31 August 2018  |  Tamsin Kingsley

I’ve known several first time parents who’ve been determined that the new baby will not change their life and lifestyle in any way. They figure out ways that they will incorporate the baby into their plans and activities once he or she arrives and agree that they will not let this tiny human being rule their life. For many, this resolution crumbles as soon as they look into their baby’s face and realise this will be their tiny dictator from now on. For others, they manage it, at least for a while. The baby sleeps quietly in the car seat while they enjoy a romantic meal out. He sits happily with a few toys watching mummy or daddy at the gym, and he takes in the sights and sounds of their foreign city break from the buggy. Eventually everyone cracks.

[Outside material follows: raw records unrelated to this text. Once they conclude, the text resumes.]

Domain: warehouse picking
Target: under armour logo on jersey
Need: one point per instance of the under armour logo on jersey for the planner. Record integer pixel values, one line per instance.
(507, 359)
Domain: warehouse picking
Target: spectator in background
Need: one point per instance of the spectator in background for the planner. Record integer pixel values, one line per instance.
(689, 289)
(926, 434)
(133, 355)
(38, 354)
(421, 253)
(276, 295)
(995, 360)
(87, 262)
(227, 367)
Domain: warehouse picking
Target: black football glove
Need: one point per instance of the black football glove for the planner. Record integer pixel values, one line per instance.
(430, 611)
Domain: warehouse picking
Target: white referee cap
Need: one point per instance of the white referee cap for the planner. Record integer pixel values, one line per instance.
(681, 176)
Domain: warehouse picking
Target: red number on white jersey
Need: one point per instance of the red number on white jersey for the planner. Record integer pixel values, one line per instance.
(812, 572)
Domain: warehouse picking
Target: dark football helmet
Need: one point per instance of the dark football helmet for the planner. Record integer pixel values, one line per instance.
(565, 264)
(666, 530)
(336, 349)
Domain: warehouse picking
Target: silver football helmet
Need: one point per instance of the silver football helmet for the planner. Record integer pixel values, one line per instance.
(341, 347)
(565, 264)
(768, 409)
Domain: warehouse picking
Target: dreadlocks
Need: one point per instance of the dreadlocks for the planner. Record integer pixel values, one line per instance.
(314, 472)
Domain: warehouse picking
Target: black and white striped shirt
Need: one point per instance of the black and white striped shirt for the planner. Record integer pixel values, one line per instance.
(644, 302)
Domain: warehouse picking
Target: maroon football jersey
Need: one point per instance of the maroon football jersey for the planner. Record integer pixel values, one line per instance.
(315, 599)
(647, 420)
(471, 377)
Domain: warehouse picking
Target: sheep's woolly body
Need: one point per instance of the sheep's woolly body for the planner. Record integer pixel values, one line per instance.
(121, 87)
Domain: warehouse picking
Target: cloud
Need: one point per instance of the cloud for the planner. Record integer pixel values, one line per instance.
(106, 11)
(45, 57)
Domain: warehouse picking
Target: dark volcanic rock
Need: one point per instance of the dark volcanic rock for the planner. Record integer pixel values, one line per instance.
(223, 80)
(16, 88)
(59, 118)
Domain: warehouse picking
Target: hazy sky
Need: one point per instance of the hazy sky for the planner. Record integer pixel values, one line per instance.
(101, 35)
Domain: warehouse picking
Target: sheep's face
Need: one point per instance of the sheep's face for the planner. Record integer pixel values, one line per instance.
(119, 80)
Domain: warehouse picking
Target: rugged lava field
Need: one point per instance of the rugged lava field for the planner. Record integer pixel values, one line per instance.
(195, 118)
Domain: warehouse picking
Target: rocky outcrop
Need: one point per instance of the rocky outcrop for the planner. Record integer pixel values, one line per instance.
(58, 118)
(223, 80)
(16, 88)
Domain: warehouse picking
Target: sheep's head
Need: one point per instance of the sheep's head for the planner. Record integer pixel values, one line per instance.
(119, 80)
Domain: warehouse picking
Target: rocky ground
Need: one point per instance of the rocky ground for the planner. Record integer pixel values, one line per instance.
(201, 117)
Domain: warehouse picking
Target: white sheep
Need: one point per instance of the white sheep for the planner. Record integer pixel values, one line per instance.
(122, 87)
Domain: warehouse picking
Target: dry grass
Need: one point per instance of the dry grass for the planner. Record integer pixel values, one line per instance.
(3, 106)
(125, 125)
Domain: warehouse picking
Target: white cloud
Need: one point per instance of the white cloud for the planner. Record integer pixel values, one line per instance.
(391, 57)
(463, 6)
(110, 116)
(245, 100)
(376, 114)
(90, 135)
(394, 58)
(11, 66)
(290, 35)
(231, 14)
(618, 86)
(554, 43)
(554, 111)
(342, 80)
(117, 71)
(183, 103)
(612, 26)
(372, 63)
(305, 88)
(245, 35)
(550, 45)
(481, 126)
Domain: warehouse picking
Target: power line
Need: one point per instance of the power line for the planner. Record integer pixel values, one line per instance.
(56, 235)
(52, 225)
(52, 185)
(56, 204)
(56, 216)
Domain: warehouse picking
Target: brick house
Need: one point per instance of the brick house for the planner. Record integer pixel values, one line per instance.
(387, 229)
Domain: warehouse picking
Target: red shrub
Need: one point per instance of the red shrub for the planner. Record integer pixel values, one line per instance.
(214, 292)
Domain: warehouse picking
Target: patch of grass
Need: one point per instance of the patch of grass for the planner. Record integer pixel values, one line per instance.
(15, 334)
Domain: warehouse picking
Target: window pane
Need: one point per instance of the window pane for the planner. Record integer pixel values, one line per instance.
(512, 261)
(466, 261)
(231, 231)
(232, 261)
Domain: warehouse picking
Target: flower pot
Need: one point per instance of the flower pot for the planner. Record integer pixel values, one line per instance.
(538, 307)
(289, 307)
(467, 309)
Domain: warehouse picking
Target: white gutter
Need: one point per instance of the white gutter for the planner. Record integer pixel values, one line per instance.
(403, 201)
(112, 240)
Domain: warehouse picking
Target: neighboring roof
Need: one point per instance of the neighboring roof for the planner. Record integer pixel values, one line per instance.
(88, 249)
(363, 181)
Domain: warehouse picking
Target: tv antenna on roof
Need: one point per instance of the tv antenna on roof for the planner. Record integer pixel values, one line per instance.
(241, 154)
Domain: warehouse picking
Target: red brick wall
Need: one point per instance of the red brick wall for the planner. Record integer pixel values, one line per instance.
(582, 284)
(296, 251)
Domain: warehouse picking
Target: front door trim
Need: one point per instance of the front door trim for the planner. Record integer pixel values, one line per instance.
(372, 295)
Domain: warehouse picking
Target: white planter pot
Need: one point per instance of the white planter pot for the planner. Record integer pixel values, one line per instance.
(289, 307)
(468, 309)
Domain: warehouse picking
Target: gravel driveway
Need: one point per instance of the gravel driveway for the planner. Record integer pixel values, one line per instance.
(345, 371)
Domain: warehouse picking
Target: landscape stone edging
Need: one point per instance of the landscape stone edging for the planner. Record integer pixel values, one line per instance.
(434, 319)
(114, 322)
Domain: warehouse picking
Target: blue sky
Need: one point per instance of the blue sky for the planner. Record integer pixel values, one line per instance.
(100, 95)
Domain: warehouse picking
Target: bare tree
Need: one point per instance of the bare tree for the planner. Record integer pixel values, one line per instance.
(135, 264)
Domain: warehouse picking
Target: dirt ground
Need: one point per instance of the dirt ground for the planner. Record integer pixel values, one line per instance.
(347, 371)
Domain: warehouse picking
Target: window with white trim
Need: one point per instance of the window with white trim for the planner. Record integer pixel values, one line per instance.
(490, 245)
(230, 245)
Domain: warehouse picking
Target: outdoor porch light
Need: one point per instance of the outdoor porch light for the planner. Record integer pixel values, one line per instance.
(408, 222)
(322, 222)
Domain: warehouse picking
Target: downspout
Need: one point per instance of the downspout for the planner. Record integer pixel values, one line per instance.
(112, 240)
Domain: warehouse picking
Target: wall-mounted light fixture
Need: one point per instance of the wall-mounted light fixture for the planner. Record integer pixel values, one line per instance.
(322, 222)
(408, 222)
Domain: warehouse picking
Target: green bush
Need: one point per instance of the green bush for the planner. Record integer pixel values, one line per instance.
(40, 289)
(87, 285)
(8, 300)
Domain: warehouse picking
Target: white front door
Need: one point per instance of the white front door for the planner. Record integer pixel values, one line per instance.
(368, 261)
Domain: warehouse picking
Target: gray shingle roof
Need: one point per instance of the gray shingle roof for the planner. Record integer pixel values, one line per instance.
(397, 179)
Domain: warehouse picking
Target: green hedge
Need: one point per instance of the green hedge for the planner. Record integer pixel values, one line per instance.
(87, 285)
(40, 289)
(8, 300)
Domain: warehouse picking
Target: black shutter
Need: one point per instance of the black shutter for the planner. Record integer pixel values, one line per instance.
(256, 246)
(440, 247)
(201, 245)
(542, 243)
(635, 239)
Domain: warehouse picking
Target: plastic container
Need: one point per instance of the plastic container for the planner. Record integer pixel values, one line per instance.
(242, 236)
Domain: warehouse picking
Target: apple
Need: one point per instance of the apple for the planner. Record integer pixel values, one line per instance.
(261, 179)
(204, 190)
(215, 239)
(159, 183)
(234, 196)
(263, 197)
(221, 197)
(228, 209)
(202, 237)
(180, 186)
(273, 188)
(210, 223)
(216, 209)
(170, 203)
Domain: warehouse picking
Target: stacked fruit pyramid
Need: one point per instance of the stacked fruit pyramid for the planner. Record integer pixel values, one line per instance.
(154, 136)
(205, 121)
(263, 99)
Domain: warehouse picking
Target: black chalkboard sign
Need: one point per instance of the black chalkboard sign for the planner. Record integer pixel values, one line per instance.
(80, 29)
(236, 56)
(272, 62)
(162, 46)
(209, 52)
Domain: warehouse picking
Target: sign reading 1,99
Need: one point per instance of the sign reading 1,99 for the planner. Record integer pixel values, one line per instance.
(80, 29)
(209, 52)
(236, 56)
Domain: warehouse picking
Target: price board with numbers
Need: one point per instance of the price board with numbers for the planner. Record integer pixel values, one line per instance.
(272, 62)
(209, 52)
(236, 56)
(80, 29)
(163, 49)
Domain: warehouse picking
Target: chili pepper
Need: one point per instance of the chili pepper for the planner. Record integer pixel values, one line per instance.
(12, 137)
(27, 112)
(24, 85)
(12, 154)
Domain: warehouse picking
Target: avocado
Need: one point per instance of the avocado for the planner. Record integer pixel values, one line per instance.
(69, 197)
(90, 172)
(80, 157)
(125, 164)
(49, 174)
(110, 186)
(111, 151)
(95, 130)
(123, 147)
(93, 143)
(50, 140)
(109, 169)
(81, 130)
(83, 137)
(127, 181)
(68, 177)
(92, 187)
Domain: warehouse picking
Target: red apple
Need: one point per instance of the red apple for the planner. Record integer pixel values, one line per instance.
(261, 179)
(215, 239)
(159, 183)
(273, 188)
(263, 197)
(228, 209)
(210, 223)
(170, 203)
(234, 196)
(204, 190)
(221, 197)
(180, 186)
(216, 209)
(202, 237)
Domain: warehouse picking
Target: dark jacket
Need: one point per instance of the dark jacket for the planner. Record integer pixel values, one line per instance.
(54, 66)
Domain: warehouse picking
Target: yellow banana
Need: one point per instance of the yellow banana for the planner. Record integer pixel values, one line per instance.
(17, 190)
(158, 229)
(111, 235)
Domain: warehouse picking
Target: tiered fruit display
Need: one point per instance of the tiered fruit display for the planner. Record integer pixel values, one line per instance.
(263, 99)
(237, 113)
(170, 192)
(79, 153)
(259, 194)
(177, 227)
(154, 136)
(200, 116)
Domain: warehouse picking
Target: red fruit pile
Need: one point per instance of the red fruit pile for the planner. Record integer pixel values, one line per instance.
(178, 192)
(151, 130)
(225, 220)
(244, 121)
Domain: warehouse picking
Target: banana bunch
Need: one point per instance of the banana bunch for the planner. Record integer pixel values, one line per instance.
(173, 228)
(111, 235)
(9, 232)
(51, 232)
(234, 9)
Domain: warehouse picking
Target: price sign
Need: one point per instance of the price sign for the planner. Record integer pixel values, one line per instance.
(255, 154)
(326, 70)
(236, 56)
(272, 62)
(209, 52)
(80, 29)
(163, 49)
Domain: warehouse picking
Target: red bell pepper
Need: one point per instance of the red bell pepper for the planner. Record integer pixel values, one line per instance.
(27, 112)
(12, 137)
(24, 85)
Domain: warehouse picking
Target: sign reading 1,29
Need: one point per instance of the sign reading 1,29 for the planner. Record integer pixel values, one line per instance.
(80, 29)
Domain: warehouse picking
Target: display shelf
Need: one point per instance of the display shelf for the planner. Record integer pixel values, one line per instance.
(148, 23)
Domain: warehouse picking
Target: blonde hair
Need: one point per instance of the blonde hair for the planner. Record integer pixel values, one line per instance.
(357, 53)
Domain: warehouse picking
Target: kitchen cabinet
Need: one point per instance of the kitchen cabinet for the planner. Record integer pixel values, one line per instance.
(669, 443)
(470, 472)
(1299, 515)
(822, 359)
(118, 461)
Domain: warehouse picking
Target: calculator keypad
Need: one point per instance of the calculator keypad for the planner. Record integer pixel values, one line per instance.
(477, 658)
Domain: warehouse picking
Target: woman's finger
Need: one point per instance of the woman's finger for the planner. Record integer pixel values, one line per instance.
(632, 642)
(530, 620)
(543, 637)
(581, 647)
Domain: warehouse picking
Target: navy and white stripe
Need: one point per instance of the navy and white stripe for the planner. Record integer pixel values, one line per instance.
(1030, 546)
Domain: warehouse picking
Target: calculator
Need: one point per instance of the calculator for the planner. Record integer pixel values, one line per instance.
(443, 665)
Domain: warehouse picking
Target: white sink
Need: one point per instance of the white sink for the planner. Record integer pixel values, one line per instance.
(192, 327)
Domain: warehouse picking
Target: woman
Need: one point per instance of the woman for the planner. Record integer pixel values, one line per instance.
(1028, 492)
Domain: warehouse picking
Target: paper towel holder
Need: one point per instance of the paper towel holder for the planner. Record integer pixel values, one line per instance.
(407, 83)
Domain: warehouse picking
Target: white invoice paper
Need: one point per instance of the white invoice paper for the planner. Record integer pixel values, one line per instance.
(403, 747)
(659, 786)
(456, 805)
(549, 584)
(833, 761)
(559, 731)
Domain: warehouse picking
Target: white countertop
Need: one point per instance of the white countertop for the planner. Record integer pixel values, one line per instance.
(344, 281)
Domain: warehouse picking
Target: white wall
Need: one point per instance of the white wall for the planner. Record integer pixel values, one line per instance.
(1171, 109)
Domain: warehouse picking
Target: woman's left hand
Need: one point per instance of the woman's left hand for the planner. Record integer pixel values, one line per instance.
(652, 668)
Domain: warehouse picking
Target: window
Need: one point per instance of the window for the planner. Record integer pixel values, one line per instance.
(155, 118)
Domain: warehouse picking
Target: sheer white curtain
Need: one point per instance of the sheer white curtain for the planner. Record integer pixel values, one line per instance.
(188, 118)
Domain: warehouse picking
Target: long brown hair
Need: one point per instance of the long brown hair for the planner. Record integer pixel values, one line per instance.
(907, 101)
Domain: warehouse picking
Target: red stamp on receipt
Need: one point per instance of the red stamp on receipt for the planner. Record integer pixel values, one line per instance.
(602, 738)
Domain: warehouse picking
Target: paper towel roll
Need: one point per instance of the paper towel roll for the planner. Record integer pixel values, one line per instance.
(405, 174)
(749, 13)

You see a slow but continuous change to people’s houses and lifestyles. The toys and activities slowly spread from a play mat in the corner, to a play room or lounge, until there is not a square metre in the house where you don’t run the risk of tripping over Duplo, crayons or some small plastic character drinking pretend tea. Parents stop taking their baby/toddler out in the evenings. Food festivals and gigs are replaced with farms and well, anywhere with a play park. And suddenly Centre Parcs, with its rows of identical and somewhat mediocre chalets, yet unlimited swimming and play opportunities becomes more appealing than a cultural road trip or 6 hour plane ride with a screaming baby.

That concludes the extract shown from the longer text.